You might ask why America's leading Jewish peace organization isn't triumphantly celebrating the resumption of direct peace talks between Israel and the Palestinians.

Americans for Peace Now's response is more measured.  

Not that we don't savor the moment. Of course we do. Even after all the failures and disappointments of the past, it's exciting to see the leaders of Israel and the Palestinians sitting down to negotiate peace, face to face, and to do so under the auspices of a US President who clearly remains committed to achieving peace.

At this time, we are less interested in celebrating the opening of talks itself, and more interested in making sure this week's Washington gathering is not merely another ceremony, but the beginning of a process that will yield real results.

The moment is not insignificant. It is significant that the head of the most hard-line coalition in Israel's history comes to the table to negotiate the creation of a Palestinian state. And it is noteworthy that the leader of the Palestinian people comes to the table with the approval of the entire Arab world and with a commitment to active support from the leaders of Egypt and Jordan. And, of course, it is more than significant that the negotiations are steered by a US president who says he is staunchly committed to achieving peace between Israel and a future Palestine, indeed, between Israel and the entire Arab world.

All that enhances our hope that these talks will bring us closer to ending  the Israeli-Palestinian conflict. We know that peace is possible. What is needed is the political will to do so. All parties must make tough decisions.  We also know that the conflict must be resolved, for the sake of Israel, the Palestinians, and US national security interests. We know that peace is vital and we know it's possible.

We also know that peace will only be possible if Prime Minister Netanyahu, President Abbas and President Obama are ready to act boldly.  

Since Israel and the PLO signed the Oslo accord in 1993, Israeli, Palestinian and American leaders have too often been telling the world that they are committed to peace.
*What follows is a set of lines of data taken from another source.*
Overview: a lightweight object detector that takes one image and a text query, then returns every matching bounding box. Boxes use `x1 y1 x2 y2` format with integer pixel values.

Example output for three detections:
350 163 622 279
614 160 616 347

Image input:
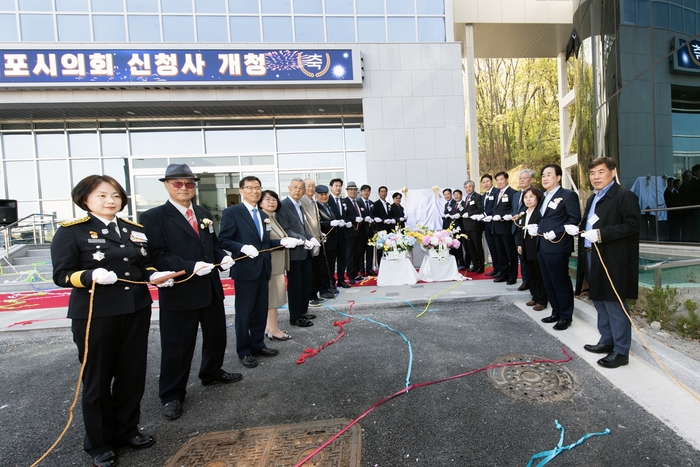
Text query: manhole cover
165 419 361 467
488 355 574 402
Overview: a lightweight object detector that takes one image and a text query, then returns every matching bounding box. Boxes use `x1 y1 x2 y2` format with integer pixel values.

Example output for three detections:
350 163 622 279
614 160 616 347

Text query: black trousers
71 306 151 457
159 293 224 404
235 278 270 358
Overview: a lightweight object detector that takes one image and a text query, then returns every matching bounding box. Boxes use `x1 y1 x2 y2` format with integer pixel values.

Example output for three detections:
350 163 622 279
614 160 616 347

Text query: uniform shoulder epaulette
119 217 143 229
59 216 90 227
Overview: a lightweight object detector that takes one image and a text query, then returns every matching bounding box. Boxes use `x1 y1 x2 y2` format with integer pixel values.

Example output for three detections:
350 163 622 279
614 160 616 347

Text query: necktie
185 208 199 237
250 208 262 239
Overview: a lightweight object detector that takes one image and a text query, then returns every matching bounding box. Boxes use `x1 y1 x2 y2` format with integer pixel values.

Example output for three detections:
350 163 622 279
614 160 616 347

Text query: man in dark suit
140 164 241 420
219 176 297 368
528 164 581 331
276 178 321 327
567 157 641 368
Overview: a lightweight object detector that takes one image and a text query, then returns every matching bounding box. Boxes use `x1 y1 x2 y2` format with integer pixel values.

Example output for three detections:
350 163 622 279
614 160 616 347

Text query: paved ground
0 282 700 467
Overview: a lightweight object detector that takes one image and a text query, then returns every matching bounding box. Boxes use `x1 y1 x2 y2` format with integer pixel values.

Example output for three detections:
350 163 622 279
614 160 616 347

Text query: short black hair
71 175 128 212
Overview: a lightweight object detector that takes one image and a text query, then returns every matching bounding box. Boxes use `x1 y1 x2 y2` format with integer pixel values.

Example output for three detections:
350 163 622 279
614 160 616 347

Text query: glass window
387 18 416 42
197 16 228 42
229 16 261 42
325 0 355 15
130 130 204 156
92 15 126 42
326 17 355 42
163 16 194 42
5 161 38 199
19 15 55 42
416 0 445 15
128 16 160 42
2 134 34 160
194 0 226 13
126 0 158 13
357 17 386 42
260 0 292 13
294 16 325 42
277 128 343 152
36 133 66 159
356 0 386 15
91 0 124 13
204 128 275 154
160 0 192 13
56 0 88 12
0 15 19 42
294 0 323 15
418 18 446 42
263 16 293 42
56 15 92 42
228 0 260 14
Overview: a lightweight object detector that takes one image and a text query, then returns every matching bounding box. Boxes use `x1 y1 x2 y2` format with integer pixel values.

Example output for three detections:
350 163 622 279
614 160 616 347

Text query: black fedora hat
158 164 199 182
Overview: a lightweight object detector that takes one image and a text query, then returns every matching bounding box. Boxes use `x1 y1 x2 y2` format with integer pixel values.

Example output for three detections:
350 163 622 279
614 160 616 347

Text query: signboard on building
0 48 362 87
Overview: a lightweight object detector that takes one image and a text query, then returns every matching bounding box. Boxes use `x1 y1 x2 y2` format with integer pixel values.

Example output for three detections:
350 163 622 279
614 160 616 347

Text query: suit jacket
275 198 312 261
51 215 156 319
139 201 226 311
576 183 642 301
537 187 581 253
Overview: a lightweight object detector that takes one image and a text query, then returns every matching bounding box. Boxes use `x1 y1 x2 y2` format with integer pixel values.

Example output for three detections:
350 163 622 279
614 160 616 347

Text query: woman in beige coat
258 190 292 341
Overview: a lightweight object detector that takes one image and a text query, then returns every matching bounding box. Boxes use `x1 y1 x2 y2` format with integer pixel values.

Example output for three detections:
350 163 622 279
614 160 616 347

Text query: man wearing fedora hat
139 164 241 420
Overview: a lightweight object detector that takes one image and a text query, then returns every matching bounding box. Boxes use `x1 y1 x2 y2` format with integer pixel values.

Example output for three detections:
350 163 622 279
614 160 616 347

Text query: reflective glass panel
326 17 355 42
194 0 226 13
325 0 355 15
357 17 386 42
129 16 160 42
418 18 445 42
56 15 92 42
163 16 194 42
91 0 124 13
294 16 325 42
0 15 19 42
263 16 293 42
229 16 261 42
2 134 34 160
19 15 55 42
277 128 343 152
387 18 416 42
92 15 126 42
197 16 228 42
36 133 66 159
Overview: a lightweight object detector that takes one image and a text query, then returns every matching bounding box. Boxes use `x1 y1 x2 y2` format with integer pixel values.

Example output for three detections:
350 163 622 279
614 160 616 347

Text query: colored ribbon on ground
294 347 572 467
527 420 610 467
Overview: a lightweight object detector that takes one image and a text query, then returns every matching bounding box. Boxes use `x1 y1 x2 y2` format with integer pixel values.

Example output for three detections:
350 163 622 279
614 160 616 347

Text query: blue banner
0 49 362 86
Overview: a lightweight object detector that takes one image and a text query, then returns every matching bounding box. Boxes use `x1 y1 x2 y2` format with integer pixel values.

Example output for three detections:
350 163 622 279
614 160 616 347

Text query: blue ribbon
527 420 610 467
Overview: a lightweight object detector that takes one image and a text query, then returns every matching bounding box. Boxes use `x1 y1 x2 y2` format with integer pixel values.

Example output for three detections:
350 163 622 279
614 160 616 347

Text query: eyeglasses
168 182 197 190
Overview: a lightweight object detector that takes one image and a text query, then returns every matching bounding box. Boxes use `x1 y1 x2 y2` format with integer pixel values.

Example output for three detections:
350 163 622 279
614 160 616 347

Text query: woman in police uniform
51 175 173 467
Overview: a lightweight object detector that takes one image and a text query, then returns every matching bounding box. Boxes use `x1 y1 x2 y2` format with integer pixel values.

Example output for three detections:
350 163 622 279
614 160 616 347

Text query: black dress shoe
163 399 182 420
92 451 117 467
238 355 258 368
250 347 280 357
202 370 243 386
289 318 314 328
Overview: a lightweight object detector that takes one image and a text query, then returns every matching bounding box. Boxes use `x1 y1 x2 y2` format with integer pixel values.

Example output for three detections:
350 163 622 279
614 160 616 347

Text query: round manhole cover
488 355 574 402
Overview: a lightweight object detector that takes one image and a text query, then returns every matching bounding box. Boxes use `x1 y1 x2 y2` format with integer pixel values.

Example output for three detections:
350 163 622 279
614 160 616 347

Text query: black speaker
0 199 17 225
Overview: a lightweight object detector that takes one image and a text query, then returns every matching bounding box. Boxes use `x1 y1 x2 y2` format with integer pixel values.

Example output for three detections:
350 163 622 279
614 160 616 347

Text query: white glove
148 270 175 287
525 224 537 237
241 245 259 258
564 224 578 237
584 229 600 243
194 262 213 276
92 268 117 285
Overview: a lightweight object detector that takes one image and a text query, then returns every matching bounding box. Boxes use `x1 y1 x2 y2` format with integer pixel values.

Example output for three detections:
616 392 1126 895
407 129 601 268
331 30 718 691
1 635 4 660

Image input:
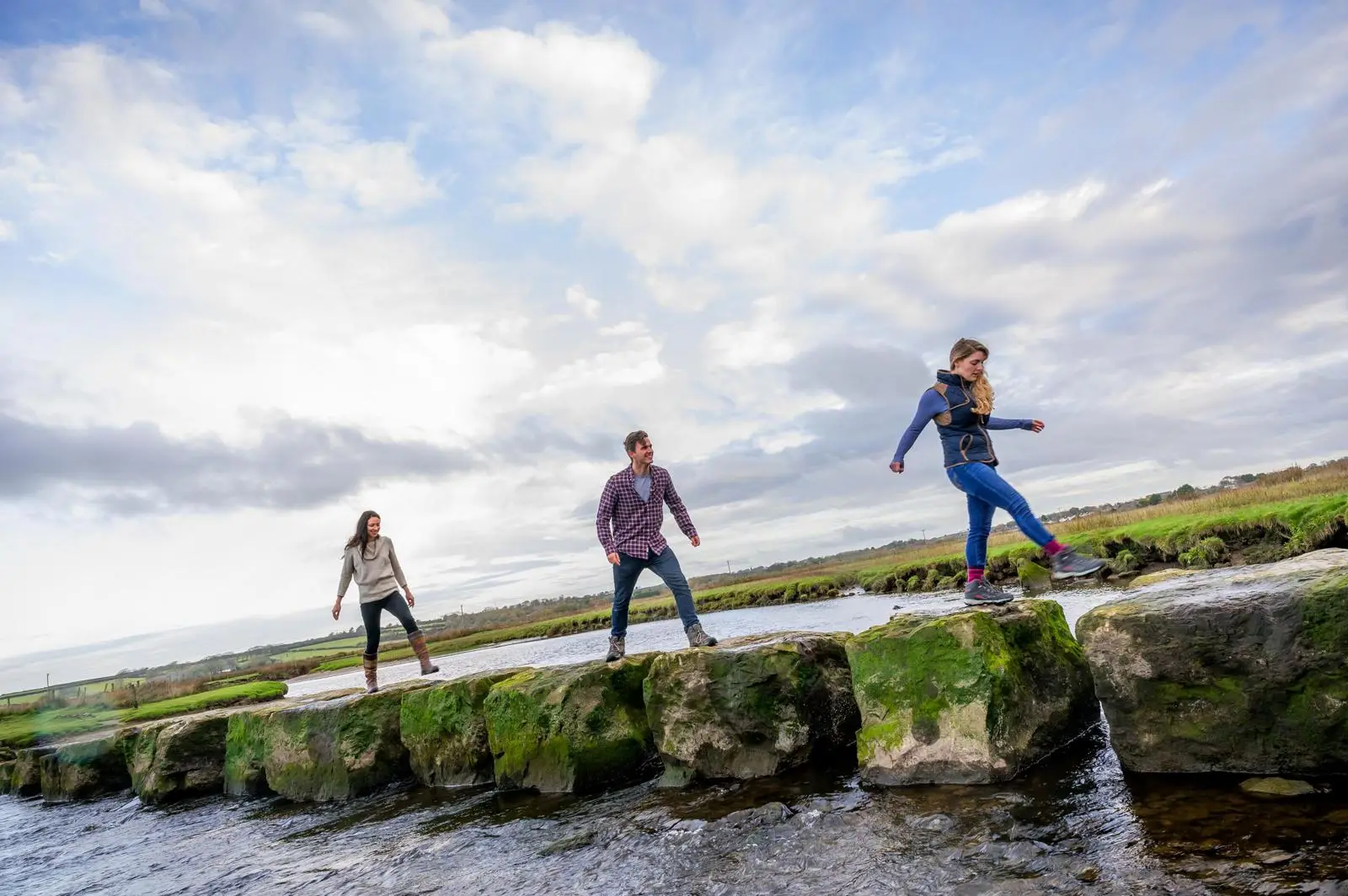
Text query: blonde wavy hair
950 339 992 415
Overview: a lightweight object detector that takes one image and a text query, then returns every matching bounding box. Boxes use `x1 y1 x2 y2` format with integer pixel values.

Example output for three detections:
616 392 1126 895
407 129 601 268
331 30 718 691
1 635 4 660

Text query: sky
0 0 1348 687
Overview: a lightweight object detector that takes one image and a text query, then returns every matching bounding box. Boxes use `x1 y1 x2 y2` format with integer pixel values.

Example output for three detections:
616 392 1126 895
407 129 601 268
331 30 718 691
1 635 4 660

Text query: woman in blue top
890 339 1104 605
Telling with words, not always showing with actions.

The time for words has passed.  It is time for actions that demonstrate a real commitment to achieving a conflict-ending peace agreement.

Now it's time to show. It's time for the leaders to show that they are serious, to roll up their sleeves and strike a deal. It's time for Israeli and Palestinian leaders to stop strategizing about how to avoid blame for the failure of the talks. It's time for them to stop the hypocrisy of mouthing peace rhetoric while engaging in actions that undermine peace.  
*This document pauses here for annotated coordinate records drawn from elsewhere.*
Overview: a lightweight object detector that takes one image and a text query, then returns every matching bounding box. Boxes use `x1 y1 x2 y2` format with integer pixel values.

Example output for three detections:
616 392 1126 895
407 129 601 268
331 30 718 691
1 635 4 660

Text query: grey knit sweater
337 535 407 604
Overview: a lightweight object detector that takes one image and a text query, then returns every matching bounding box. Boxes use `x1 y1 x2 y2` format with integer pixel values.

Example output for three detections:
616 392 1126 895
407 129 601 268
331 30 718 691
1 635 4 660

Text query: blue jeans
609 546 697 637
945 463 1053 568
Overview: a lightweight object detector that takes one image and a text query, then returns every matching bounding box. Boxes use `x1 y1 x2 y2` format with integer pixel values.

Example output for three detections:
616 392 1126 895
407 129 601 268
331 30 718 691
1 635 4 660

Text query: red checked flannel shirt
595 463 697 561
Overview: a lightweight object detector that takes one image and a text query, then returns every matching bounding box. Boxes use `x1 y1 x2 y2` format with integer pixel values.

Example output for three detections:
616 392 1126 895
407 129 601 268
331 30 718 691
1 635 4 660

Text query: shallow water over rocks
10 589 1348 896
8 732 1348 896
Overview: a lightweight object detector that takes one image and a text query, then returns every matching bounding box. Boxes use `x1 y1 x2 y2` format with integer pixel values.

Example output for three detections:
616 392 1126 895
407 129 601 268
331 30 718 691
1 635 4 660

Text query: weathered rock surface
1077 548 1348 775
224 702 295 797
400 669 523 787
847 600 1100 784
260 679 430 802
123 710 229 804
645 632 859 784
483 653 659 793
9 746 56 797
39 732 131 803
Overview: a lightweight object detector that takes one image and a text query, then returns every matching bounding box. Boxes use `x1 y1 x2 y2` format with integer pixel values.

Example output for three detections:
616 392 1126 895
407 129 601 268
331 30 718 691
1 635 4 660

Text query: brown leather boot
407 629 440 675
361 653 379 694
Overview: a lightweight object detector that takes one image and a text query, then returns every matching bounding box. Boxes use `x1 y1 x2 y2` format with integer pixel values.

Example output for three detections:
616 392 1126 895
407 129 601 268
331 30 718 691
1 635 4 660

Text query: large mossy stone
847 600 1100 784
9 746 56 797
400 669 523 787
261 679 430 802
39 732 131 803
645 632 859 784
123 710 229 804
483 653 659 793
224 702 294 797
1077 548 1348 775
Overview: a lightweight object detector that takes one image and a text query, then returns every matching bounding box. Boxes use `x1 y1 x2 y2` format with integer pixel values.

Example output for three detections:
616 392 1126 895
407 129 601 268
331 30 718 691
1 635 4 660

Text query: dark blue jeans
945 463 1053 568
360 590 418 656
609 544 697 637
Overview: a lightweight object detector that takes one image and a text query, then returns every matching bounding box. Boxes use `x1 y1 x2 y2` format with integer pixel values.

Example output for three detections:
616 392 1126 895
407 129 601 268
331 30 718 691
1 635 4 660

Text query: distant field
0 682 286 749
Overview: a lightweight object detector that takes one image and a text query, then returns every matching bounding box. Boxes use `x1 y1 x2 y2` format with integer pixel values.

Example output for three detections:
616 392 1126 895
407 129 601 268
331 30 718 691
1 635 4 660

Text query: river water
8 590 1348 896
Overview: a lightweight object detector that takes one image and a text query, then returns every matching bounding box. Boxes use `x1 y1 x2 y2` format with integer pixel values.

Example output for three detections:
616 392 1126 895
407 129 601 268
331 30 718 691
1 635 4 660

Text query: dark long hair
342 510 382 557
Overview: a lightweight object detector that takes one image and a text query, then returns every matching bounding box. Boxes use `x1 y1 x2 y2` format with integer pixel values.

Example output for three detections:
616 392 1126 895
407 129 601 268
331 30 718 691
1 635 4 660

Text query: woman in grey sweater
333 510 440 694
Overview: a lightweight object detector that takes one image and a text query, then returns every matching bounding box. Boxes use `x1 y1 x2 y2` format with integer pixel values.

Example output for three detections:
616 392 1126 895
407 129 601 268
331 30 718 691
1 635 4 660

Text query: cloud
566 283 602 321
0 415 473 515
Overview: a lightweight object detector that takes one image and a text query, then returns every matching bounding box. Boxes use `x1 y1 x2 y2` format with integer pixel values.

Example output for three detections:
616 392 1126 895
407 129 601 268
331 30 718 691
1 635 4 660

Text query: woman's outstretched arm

It's time for them to focus on ways to make the negotiations succeed. It's time for them to make room for compromise, to engage the Obama administration to devise bridging formulae. America's role is about more than corralling the parties into the talks.,  It is about making sure they stay on track, and get the hard work done. It's time for Israeli and Palestinian leaders to engage in a genuine effort to educate their constituencies about the importance of a peace deal, and to prepare their publics for painful compromises.

It's time for all leaders - Israeli, Palestinian and American - to show that when they talk about a two-state solution they really mean it. It's time for them to give Israelis and Palestinians real cause for celebration.

It has been said that optimism is the recognition that odds are in our favor, while hope is the belief that things will work out, even if the odds are against us.
We welcome these new direct talks because we hope to see Netanyahu, Abbas, and Obama doing more than going through the motions. We'll be watching.